For small projects, simple Docker on a VPS works fine. For larger projects, use container orchestration (Kubernetes, Docker Swarm) or serverless platforms that handle deployment for you.

Container Health Checks

Orchestration systems need to know if a container is healthy. Health checks define how to determine if a container is functioning:

HEALTHCHECK --interval=30s --timeout=10s --start-period=40s --retries=3 \
  CMD curl -f http://localhost:3000/health || exit 1

This runs `curl http://localhost:3000/health` every 30 seconds. If it fails 3 times, the container is considered unhealthy and should be restarted.

Restart Policies

When a container crashes, what should happen?

docker run --restart=always my-app:1.0

Options: `no` (don't restart), `always` (always restart), `unless-stopped` (restart unless explicitly stopped), `on-failure` (restart only if exit code indicates failure).

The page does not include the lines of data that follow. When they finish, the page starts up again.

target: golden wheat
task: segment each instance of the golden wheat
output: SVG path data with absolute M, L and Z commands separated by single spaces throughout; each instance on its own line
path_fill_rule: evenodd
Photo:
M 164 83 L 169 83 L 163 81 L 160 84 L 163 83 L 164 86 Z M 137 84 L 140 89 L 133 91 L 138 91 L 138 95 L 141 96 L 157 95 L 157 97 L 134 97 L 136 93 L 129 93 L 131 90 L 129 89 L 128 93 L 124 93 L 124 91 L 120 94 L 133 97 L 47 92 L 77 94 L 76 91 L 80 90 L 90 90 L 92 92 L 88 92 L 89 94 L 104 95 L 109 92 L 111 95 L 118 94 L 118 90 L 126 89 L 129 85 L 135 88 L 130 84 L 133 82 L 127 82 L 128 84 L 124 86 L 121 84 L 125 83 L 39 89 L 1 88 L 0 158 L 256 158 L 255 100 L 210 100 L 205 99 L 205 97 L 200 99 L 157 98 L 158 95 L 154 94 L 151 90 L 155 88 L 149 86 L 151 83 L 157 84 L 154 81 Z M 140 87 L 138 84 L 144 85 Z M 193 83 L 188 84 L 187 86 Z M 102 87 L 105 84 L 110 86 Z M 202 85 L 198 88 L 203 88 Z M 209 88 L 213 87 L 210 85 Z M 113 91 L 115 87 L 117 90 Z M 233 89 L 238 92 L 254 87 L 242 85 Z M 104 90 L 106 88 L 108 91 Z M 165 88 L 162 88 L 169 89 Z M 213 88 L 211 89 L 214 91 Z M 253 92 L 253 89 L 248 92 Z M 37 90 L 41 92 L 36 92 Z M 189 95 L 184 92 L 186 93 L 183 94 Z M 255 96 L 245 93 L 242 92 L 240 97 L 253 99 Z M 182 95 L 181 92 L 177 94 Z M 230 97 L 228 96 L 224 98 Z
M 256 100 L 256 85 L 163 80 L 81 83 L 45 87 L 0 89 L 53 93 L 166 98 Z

Containers vs Virtual Machines

NameContainersVms
SizeSmall (tens of MB typically)Large (gigabytes)
Startup timeSecondsMinutes
IsolationProcess-level isolationFull OS isolation
Resource efficiencyEfficient, lightweightResource-hungry
Use caseMicroservices, modern applicationsWhen full OS isolation needed

When Containers Are Overkill

Containers are powerful but add complexity. For simple applications, they might be unnecessary:

  • Single-developer projects with simple deployment
  • Fully managed platforms (Vercel, Render) that handle deployment
  • Applications that don't change frequently
  • Teams without operations experience

If your deployment process is "push button, done," containers might not add value. If deployment is complex (multiple services, custom configurations), containers shine.

Tip
Docker is standard in professional development. Even if you don't use it for production, learning Docker helps you understand infrastructure and improves deployment discussions with DevOps teams.

Common Docker Mistakes

Running as root. By default, Docker runs as root inside containers. This is a security risk. Run as a non-root user whenever possible:

RUN useradd -m appuser
USER appuser

Storing state in containers. Container data is ephemeral. If your app needs persistent data (logs, uploads), use volumes or external storage.

Ignoring Docker build context. Docker sends the entire directory to the build context. Exclude large files and sensitive data with .dockerignore.

Docker in CI Pipelines

Continuous integration systems often build and test Docker images automatically. Push code → GitHub Actions builds Docker image → tests run in container → image pushed to registry → deployed to production. This ensures every deployment uses a tested, versioned image.

The Reality

Docker has become the standard in professional development. Most companies use containers in some form. Understanding containers is now a basic requirement for full-stack developers.

Don't over-engineer early. If you're building something simple, a managed platform might be faster than containers. But as applications grow, containerization becomes invaluable for consistency and reproducibility.